5. Mammograms - numbers to help with your fit.

Personalized numbers are all the rage these days. Whether it's the firmness of your Sleep Number bed, your sleep or steps on your Fitbit or the degree loft on your driver (my personal favorite), people love customizable numbers. I've chosen this last POEM because again, it's something we do all the time in primary care - breast cancer screening. What's better than to have some hard numbers to give your patients? We love numbers!

The authors in this study [9] from March 2014 did an analysis of the most recent data (RCT, epidemiologic) on breast cancer screening and outcomes. They specifically looked at breast cancer death avoidance, overdiagnosis, and false positives and then divided them into age categories. The numbers came out as such:

Among 1,000 40-Year Olds:

  • Breast Cancer Death Avoidance: 0.1 to 1.6
  • Overdiagnosis: 11 
  • False Positive: 510 to 690 with 60 to 80 to get biopsies.

Among 1,000 50-Year Olds:

  • Breast Cancer Death Avoidance: 0.3 to 3.2
  • Overdiagnosis: 3 to 14
  • False Positive: 490 to 670 with 70 to 100 to get biopsies.

Among 1,000 60-Year Olds:

  • Breast Cancer Death Avoidance: 0.5 to 4.9
  • Overdiagnosis: 6 to 20
  • False Positive: 390 to 520 with 50 to 70 to get biopsies.

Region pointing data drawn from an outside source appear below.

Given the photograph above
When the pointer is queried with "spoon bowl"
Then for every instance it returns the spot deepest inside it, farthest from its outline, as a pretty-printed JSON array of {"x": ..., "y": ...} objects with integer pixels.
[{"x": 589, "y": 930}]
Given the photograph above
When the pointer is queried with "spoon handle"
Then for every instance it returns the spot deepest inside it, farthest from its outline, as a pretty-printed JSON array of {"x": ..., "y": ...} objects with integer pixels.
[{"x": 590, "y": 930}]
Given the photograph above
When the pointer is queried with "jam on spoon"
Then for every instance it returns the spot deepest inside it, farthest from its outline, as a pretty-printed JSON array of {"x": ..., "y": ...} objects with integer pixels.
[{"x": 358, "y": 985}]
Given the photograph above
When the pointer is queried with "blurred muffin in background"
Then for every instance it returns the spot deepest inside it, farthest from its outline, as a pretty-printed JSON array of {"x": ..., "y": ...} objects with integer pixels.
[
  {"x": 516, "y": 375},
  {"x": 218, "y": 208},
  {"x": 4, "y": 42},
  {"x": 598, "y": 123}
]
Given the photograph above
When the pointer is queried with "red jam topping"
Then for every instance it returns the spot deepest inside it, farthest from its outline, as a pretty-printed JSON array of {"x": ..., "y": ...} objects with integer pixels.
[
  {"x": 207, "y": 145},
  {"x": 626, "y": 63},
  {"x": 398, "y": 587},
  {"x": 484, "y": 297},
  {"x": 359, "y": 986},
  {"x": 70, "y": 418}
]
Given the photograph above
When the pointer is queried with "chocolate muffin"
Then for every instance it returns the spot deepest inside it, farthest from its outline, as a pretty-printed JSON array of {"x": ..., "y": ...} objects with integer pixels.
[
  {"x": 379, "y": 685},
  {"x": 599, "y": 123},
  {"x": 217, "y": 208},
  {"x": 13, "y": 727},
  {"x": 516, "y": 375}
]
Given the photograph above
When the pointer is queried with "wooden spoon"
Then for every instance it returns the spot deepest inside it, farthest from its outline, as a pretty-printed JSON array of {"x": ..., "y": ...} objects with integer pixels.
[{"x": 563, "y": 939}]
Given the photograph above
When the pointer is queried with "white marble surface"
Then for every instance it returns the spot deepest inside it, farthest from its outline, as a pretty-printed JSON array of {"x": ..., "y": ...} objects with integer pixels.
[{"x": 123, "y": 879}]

My one beef with this study is that they looked at yearly screening. I would have loved to have seen this data parceled out with biennial screening as well. We will see where USPSTF ends up with its new recommendation as they are in the middle of a large update.

In the end, I'm still going make breast cancer screening a personalized decision for my patients. We'll talk risk and benefits and go from there. For ease of remembering you could consider simply quoting 1-3 breast cancer deaths avoided, roughly 10 over diagnosed and about 500 false positives for every 1,000 women screened in general.